Feeling at home again

It’s the seventh week, and I am standing at parade rest in the Pfingston Reception Center, waiting to reunite with my family. I try to look around, hoping to see a familiar face when I lock eyes with my husband. He walks towards me in his blues uniform and beret. I start to cry, but never move from parade rest. The second he tapped me out we embraced, and I felt at home again.

After spending six hours with my family, I had to say goodbye again. This time, for six months. I spent the rest of the night packing my bag to fly to Maryland for technical training.

Overcoming more obstacles, together

My time in Maryland was going well and I enjoyed learning about my new job. My husband called and let me know that he was going to airborne training soon. This was exciting news and something we had waited for some time. It seemed like we were both doing great; I had finally started training for the job I had dreamed of, and my husband was about to accomplish his goal of going to airborne school.

When my husband was preparing to enter jump week, he warned me that he wouldn’t be able to talk much, and I wouldn’t hear from him until the end of each day. His first jump day I patiently waited for some sign that his first jump went well. I was excited and nervous for him. He called me before I went to bed that night, but the news wasn’t what I hoped to hear. He broke his ankle on his first jump. It was so difficult to comfort him over the phone knowing I wouldn’t be able to help take care of him when he got home.

Towards the end of my technical training, my husband called me on a break and said he had a chance to go back through airborne training. After discussing our options, we ultimately decided it would be best if he tried at his dream again.

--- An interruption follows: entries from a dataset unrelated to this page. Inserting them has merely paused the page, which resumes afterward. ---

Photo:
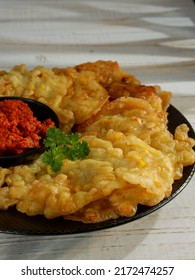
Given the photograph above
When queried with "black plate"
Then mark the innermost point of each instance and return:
(12, 221)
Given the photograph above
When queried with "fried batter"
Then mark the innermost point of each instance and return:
(133, 157)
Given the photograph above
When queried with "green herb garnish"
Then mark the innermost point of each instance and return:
(61, 145)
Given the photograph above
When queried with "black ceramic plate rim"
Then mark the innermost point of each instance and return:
(59, 226)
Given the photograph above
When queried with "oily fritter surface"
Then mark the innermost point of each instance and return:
(133, 157)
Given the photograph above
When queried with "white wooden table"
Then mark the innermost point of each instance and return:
(153, 39)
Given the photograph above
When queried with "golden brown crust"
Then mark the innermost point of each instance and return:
(133, 158)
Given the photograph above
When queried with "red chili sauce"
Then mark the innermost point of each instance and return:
(19, 129)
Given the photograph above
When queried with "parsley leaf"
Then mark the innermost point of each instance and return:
(61, 145)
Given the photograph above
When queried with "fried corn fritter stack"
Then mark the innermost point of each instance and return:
(133, 157)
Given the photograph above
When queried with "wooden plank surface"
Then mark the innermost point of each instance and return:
(153, 39)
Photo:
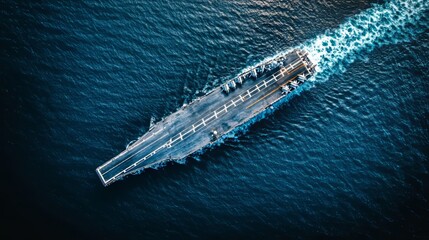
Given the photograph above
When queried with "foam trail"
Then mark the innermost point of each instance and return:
(391, 23)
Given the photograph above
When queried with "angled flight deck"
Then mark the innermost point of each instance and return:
(209, 117)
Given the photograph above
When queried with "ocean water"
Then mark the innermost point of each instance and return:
(347, 157)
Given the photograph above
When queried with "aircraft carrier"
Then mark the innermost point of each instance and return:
(211, 116)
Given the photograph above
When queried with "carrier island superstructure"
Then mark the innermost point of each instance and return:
(208, 118)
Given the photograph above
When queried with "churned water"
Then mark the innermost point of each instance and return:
(346, 157)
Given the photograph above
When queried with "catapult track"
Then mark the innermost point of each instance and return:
(209, 117)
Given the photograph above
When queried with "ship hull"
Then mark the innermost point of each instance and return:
(208, 118)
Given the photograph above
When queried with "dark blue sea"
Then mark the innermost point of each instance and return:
(346, 158)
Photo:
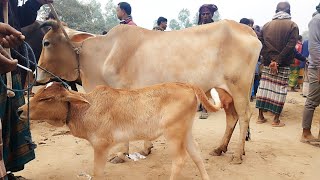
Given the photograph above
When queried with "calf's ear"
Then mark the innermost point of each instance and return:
(79, 37)
(77, 99)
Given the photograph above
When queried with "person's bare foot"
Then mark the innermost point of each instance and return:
(308, 138)
(278, 124)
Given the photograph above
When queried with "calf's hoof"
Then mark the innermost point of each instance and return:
(218, 151)
(146, 152)
(236, 160)
(117, 160)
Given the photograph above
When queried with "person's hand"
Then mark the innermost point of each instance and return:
(6, 63)
(10, 37)
(273, 67)
(45, 1)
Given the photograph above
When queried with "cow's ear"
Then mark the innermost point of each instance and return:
(76, 98)
(81, 37)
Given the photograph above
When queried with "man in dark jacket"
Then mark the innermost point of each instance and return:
(18, 148)
(279, 38)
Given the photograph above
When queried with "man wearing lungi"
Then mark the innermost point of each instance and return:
(279, 38)
(313, 97)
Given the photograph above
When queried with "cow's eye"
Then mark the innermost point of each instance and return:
(46, 43)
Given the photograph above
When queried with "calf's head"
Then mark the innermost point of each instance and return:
(51, 104)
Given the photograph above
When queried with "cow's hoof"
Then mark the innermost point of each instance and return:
(117, 160)
(146, 152)
(236, 160)
(216, 152)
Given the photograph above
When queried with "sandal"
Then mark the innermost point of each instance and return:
(261, 121)
(204, 115)
(278, 124)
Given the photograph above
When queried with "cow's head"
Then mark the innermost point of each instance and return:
(50, 104)
(58, 55)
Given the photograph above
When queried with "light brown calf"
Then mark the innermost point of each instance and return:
(107, 116)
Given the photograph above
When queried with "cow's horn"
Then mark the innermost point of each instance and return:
(53, 24)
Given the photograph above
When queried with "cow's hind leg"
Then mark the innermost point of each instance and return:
(195, 155)
(243, 110)
(178, 153)
(232, 119)
(100, 158)
(121, 155)
(176, 138)
(147, 148)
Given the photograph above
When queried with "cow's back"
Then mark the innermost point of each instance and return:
(208, 56)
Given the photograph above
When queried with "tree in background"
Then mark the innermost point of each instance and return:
(184, 20)
(84, 15)
(174, 25)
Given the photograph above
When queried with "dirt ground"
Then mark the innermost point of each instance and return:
(273, 153)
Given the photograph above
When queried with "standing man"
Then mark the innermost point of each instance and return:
(206, 13)
(313, 98)
(18, 148)
(6, 65)
(295, 68)
(279, 38)
(161, 24)
(124, 13)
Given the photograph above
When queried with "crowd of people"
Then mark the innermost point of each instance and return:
(281, 64)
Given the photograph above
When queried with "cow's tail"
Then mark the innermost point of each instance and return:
(205, 101)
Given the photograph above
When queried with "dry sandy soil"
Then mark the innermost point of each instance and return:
(273, 153)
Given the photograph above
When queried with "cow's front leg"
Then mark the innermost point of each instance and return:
(121, 155)
(147, 148)
(232, 119)
(243, 109)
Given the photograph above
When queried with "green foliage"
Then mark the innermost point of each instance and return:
(184, 21)
(84, 15)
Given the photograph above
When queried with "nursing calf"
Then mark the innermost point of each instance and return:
(108, 116)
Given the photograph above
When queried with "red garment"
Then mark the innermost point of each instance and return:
(299, 49)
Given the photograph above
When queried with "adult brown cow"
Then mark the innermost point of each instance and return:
(221, 55)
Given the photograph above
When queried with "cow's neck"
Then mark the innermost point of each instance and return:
(91, 68)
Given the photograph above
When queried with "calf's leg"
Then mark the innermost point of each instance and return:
(100, 158)
(120, 157)
(147, 148)
(194, 153)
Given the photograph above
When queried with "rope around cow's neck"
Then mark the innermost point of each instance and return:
(28, 62)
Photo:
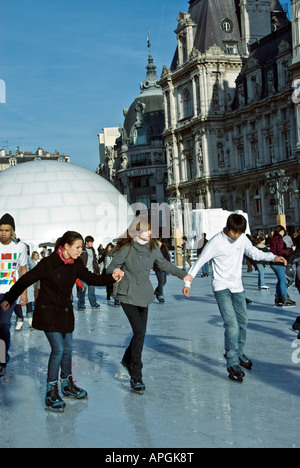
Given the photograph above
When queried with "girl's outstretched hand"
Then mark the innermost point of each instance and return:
(117, 275)
(5, 305)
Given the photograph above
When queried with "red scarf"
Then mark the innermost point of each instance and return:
(67, 261)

Another chance at his dream

Shortly after I returned to Ramstein following training, my husband found out that he would be going to training soon. I was nervous for him but was also still readjusting to being home after being away for eight months in a training environment. Once again, I’d be alone.

I told my husband to call me after his first jump back. The time difference didn’t matter. His success from his first jump continued and he earned his wings. I was so proud of him.

Having a front row seat to his success

When he came back to Ramstein, he was excited for his first operational jump. I always hoped I could see his first jump, and because of my job, I was lucky enough to get the chance to.

On Friday, Jan. 20, 2023, I watched my husband jump out of a C130-J Super Hercules with his team. It was so exciting to see him accomplish his goal.

Finding independence as a military spouse

My husband has always been an inspiration for me to chase after my dreams and to not let the hard stuff get in the way.

I am proud to support my spouse, and I am happy that he also supports me in what makes me happy.